Apologizing, Forgiveness and Reconciliation

In a world enamored with political correctness and often overwhelmed with litigation, a particular problem arises:  How do you go about APOLOGIZING to keep relationships in good standing?  When someone says or does something that is offensive to another, a relationship is hindered.  The result is that people and groups are divided until the ones offended are somehow satisfied.  Typically, an apology is given and then there is a waiting time to see if it is accepted or not.  This whole process needs correcting.  Even when an apology is accepted and forgiveness is granted, it takes extra effort to bring healing and true reconciliation.  In fact, you need to think more about all of this to better understand what I am saying.  This article today is an Apologia for the faith I believe and the truth that needs to be learned about Apologizing, Forgiveness and Reconciliation.


Apologizing is a very incomplete, misunderstood and often ineffective practice.  This is readily illustrated in our society with weekly and even daily examples.  Consider the recent exchange between Comedian David Letterman and Governor Sarah Palin.  Think about the many examples in entertainment or athletics, such as with former Virginia Tech star Michael Vick and his dog fighting escapades.  What about Virginia Tech President Charles Steger and other VT Administration or Government workers needing to apologize for 04-16-07?  Even the current U.S. President Barack Obama feels the need to apologize to people around the world for what he sees as mistakes in America’s practices.  Since there is no uniform understanding or agreement as to what constitutes the need for or even what a legitimate apology is, confusion and lack of results or resolution abounds.  Relationships often remain divided or less fulfilling that desired.


To get to the heart of this, as with any issue or concept, it is helpful to learn the original meaning of a word.  Words certainly change meaning depending upon usage, yet the truth of meanings is still there.  To apologize is first, “to give a formal justification.”  It is “making a defense” or even “an excuse” for what was said or done.  This basic, root definition of the word has been so misunderstood that apologizing has even come to mean “an expression of error or discourtesy accompanied by an expression of regret.”  Either way, the problem with “apologizing” still exists:  When the one offending responds of their own choice or more often after pressure from others (apologizes), then the one offended responds by deciding whether or not to “accept the apology.”  The one offended has to be satisfied with what the one apologizing says or does.  This is an ineffective process; it is often not even possible, since the offense is still felt.  The offender has to express enough regret or seem sorry enough or even completely change their stated opinion, in order to satisfy the offended and help dismiss criticism.  More is needed!  Acknowledging an offense is a good first step (even if the motives may be bad).  We all should regularly do this in serving others.

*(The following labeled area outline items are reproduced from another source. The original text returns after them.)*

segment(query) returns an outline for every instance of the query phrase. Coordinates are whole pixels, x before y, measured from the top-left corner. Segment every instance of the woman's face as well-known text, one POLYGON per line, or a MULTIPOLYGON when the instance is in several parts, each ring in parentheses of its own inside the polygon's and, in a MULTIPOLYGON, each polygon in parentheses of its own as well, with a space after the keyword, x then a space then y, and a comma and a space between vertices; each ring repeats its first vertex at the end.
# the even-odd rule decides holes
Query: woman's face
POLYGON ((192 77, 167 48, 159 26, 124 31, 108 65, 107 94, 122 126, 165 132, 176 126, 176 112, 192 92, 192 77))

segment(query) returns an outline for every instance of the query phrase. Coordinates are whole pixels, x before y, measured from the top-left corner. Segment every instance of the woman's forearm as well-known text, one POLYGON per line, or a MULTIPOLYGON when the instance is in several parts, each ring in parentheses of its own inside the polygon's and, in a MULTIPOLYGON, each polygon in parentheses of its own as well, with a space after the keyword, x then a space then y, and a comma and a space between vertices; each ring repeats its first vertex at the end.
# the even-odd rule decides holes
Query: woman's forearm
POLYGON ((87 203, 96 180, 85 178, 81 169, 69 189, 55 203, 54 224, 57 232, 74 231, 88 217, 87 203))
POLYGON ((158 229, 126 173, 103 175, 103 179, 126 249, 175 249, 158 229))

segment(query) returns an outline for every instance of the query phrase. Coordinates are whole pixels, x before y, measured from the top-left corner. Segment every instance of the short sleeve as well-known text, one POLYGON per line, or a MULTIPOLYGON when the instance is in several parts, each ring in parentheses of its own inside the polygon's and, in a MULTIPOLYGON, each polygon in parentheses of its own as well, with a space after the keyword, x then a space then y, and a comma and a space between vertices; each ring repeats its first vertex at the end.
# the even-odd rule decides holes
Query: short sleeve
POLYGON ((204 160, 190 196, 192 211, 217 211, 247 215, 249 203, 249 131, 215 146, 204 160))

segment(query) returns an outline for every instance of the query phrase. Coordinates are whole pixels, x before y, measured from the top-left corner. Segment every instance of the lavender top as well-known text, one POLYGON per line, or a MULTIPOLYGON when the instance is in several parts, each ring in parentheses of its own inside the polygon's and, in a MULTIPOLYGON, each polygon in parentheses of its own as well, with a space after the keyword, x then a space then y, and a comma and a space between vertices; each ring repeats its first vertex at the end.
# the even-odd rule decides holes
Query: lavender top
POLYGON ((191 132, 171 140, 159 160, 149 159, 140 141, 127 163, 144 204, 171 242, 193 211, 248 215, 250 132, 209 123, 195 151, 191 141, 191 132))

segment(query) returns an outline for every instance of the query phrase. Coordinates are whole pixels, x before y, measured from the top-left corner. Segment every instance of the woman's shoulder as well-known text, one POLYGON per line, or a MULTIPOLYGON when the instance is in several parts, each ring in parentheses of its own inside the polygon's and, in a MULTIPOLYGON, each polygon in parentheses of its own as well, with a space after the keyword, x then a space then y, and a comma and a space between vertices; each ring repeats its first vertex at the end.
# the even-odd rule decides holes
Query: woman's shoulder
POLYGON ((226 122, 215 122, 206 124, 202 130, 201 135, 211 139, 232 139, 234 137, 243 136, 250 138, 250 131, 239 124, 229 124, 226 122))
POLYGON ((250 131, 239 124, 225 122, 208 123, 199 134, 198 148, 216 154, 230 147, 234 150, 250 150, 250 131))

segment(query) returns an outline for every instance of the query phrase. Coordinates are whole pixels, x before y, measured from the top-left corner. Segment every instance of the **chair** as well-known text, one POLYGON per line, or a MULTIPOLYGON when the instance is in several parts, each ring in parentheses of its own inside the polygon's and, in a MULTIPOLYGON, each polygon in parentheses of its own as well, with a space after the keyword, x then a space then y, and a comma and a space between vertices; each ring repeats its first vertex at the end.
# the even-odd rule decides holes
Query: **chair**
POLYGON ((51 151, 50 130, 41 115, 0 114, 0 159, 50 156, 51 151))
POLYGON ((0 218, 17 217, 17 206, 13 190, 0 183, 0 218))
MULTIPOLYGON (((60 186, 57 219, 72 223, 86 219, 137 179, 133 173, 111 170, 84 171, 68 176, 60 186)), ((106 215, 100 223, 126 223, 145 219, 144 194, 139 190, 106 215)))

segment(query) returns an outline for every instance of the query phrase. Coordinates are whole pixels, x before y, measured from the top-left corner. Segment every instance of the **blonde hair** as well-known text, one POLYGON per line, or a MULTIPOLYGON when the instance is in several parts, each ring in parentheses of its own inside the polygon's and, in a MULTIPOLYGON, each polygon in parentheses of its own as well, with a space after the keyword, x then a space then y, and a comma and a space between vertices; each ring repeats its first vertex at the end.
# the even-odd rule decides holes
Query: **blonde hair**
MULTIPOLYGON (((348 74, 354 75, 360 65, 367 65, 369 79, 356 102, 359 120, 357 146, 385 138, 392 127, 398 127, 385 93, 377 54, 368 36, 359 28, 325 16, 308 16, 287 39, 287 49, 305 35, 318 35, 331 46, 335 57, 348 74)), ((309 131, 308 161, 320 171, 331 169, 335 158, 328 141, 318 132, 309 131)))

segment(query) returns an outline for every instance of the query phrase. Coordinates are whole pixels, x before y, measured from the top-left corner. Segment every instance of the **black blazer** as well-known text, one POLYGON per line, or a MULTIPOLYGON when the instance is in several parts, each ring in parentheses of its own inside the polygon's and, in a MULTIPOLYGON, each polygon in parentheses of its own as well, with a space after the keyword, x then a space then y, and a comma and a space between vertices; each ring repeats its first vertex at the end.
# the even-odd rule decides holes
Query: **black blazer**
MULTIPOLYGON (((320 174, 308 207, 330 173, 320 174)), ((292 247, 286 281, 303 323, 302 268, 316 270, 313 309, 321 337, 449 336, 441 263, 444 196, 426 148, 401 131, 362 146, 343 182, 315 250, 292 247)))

Forgiveness is another matter.  Forgiveness is when one gives up their offense.  It is not apathy, but instead is an act that must be understood as an ongoing promise, else it loses all meaning.  Forgiveness is the better and the biblical way.  I do not have room to elaborate here, so you may wish to look over my 04-28-09 Blog, “LEARN To Forgive!”  The best and even necessary end when there is apologizing and even forgiveness is for there to also be Reconciliation.  That takes a conscious effort—to do things to continue and grow in the relationship, despite past offenses or disagreements.


The believer in Jesus Christ has the best understanding available in the Bible and should be modeling this in his or her life!  Jesus Christ offers forgiveness and demands that His followers, who have found true forgiveness in Him, be willing to forgive others and be sensitive enough to see when they need to ask forgiveness for their own actions.  The more excellent way of loving (see 1 Corinthians 12:31ff), to which all Christians are called, is that of reconciliation (see 2 Corinthians 4 and 5 [esp. 5:18]).